Recht & Politik
Regulierung des Berliner Wohnungsmarkts
Streit um Berliner Mietspiegel 2013: Unsichere Basis für die Mietpreisbremse
Der Mietspiegel 2013 steht vor Gericht in der Kritik, Eigentümerverbände sprechen von Manipulation. Gleichzeitig soll er als Grundlage der Mietpreisbremse dienen. Für Eigentümer wächst die Rechtsunsicherheit.
Peter Guthmann
Während die Bundesregierung die Mietpreisbremse finalisiert, eskaliert in Berlin der Streit um deren Berechnungsgrundlage: den Berliner Mietspiegel 2013. Für Eigentümer und Investoren entsteht daraus eine Rechtsunsicherheit, die Mieterhöhungen und Renditekalkulationen betrifft.
Manipulationsvorwürfe gegen den Mietspiegel
Der Eigentümerverband "Haus & Grund" wirft dem Senat vor, bei der Erstellung des Mietspiegels 2013 manipuliert zu haben.
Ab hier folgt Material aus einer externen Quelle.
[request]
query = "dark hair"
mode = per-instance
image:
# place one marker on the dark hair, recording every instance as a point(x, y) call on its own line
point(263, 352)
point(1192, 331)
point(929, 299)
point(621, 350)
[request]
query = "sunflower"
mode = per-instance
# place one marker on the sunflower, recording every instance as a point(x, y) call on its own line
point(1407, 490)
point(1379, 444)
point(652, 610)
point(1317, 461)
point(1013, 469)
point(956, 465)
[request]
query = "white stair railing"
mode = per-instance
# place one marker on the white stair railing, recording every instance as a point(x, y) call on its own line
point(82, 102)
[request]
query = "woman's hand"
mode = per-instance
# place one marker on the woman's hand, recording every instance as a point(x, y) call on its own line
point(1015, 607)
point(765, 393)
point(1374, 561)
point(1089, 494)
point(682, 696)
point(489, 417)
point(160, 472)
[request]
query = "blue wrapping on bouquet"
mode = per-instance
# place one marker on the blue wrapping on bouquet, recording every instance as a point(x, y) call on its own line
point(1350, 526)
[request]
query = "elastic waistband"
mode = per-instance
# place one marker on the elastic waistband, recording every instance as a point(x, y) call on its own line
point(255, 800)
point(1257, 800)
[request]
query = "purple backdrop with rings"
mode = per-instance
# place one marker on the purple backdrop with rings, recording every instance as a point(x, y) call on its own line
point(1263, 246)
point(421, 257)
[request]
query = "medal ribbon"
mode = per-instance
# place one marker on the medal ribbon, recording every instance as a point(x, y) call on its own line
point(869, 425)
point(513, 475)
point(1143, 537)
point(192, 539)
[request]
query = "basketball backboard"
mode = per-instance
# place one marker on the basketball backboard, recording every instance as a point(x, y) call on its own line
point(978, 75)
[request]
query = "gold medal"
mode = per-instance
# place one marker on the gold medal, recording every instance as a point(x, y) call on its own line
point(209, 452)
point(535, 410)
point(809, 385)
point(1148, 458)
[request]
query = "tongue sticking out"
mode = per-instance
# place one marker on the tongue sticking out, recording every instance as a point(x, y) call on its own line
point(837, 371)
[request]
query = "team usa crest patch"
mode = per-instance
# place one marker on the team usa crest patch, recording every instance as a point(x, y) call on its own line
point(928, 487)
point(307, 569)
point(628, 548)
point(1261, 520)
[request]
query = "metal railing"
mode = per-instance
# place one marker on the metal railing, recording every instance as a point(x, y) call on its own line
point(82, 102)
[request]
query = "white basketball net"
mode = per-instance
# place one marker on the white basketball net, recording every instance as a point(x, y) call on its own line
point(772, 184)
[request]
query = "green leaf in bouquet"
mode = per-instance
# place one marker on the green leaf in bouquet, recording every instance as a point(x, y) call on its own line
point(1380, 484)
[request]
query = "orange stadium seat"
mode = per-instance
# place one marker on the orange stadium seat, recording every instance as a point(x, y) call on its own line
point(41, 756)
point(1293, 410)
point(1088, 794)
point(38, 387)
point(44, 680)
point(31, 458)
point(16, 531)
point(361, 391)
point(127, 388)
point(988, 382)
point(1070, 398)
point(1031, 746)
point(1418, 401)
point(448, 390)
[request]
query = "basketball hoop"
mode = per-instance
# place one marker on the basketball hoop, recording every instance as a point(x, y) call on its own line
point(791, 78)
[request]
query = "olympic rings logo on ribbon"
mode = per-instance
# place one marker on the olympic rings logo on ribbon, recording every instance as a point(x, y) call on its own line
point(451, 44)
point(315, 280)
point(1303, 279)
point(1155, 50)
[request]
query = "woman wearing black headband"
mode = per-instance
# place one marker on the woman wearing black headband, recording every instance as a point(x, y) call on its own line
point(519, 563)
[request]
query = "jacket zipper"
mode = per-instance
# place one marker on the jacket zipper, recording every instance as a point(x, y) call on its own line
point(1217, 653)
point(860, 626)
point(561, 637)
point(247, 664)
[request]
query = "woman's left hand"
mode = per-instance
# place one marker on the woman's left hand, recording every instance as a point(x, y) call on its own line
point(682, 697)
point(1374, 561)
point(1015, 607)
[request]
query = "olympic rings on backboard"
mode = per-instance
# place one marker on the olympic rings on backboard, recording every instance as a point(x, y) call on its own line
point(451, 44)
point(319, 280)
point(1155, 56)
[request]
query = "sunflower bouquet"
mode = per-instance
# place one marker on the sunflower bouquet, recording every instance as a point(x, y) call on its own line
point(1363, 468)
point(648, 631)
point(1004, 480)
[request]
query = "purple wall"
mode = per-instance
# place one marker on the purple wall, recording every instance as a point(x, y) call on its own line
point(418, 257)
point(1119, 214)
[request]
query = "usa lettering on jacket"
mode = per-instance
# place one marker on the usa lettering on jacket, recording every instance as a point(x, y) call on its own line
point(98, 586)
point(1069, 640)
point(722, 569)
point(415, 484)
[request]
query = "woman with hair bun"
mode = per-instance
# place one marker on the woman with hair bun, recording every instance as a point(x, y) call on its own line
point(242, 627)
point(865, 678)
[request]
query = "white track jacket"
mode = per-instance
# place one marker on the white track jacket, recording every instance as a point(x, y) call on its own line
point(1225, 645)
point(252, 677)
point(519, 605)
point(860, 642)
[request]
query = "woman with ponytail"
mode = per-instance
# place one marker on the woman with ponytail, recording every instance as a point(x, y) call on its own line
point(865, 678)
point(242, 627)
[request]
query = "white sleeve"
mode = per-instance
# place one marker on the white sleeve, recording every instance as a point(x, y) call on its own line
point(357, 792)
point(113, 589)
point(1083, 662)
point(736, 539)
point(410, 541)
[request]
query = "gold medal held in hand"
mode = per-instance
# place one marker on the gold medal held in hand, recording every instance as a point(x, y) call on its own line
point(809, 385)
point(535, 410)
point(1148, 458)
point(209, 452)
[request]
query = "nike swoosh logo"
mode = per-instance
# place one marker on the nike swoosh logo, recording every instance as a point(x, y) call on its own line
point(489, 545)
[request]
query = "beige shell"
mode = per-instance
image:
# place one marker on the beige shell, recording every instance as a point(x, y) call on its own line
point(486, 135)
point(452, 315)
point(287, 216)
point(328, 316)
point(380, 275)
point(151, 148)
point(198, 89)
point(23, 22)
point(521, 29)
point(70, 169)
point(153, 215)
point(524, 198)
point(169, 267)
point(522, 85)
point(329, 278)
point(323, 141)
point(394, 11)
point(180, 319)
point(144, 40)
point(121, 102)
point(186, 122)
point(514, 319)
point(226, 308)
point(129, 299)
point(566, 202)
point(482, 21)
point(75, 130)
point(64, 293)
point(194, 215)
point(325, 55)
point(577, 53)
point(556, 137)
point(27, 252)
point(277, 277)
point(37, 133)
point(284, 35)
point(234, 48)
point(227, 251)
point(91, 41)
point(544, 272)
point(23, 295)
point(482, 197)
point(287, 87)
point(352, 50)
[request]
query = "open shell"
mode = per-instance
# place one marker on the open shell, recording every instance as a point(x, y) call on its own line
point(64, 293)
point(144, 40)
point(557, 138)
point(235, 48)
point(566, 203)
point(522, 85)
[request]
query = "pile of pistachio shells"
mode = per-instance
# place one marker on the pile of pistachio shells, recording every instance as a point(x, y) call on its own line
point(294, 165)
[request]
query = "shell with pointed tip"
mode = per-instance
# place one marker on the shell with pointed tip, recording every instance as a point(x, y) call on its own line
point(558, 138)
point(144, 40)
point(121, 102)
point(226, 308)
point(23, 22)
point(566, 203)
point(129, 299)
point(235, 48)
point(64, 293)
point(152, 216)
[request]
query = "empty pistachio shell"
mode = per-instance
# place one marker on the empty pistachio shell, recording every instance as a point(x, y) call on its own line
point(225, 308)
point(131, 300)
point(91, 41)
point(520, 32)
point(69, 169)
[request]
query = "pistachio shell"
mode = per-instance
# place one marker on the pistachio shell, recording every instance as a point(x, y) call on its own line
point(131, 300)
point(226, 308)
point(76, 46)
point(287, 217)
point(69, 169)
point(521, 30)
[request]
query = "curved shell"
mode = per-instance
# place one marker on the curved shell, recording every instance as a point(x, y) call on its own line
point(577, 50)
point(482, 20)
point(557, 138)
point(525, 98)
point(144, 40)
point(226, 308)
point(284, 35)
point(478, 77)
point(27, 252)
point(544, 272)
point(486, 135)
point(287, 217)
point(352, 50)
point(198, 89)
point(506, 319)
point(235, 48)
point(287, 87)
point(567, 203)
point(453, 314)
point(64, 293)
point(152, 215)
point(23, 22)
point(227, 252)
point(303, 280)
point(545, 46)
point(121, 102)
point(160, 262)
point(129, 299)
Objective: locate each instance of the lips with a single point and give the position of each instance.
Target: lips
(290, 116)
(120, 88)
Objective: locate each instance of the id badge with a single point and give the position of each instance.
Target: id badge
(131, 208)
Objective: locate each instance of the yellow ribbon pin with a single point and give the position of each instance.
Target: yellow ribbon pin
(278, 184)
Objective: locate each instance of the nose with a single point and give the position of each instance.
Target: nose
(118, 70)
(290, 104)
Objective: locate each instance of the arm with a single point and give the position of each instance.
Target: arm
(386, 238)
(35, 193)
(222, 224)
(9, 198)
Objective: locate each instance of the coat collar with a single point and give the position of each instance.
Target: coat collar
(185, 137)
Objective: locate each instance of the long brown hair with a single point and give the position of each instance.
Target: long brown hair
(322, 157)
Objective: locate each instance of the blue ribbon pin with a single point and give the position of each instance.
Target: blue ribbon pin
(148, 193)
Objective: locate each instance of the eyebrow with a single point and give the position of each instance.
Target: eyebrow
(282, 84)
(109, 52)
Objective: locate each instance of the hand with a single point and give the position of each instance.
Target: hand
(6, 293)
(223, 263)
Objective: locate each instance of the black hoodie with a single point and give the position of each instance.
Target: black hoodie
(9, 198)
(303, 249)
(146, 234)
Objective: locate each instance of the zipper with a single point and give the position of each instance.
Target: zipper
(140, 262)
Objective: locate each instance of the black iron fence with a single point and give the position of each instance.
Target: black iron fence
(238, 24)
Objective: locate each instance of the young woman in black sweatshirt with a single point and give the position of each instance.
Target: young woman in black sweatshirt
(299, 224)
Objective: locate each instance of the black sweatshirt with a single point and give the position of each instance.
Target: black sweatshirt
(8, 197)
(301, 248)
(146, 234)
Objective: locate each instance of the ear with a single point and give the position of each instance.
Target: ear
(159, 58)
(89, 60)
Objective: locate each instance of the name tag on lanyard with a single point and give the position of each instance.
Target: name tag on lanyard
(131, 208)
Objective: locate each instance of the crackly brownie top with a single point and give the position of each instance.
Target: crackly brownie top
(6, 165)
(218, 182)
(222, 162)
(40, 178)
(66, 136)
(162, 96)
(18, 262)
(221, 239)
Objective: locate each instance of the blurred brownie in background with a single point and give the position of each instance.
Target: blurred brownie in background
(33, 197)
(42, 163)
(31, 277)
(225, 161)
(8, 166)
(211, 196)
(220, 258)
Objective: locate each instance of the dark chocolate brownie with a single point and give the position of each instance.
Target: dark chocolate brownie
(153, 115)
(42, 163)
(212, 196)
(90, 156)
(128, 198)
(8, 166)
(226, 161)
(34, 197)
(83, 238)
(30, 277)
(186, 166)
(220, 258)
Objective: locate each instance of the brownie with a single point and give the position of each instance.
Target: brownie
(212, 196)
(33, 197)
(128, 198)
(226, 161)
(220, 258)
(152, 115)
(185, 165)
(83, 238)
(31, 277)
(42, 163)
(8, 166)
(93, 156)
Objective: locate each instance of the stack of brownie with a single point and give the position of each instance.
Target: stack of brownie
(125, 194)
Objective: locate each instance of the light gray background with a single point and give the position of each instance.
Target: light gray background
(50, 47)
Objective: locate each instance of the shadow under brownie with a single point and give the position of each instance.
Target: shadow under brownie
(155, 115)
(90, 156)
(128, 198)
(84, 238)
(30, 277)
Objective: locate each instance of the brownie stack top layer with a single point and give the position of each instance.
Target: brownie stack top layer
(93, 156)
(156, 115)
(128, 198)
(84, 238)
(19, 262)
Die Senatsverwaltung für Stadtentwicklung weist die Vorwürfe als "nicht nachvollziehbar" zurück und verweist darauf, dass "Haus & Grund" selbst Mitglied der Arbeitsgruppe war, die den Mietspiegel erarbeitet hat.
Gericht entzieht Qualifizierung
Das Amtsgericht Charlottenburg hat dem Mietspiegel 2013 die Anerkennung als "qualifizierter Mietspiegel" versagt. Das hat direkte Folgen für Vermieter: Ein qualifizierter Mietspiegel erleichtert Mieterhöhungen bis zur ortsüblichen Vergleichsmiete. Fällt diese Qualifizierung weg, müssen Vermieter den Nachweis aufwendiger führen, etwa über drei Vergleichswohnungen oder ein Sachverständigengutachten. Der Senat hält dagegen, dass höhere Instanzen noch nicht entschieden haben und dasselbe Amtsgericht in anderen Fällen die Qualifizierung bestätigt habe.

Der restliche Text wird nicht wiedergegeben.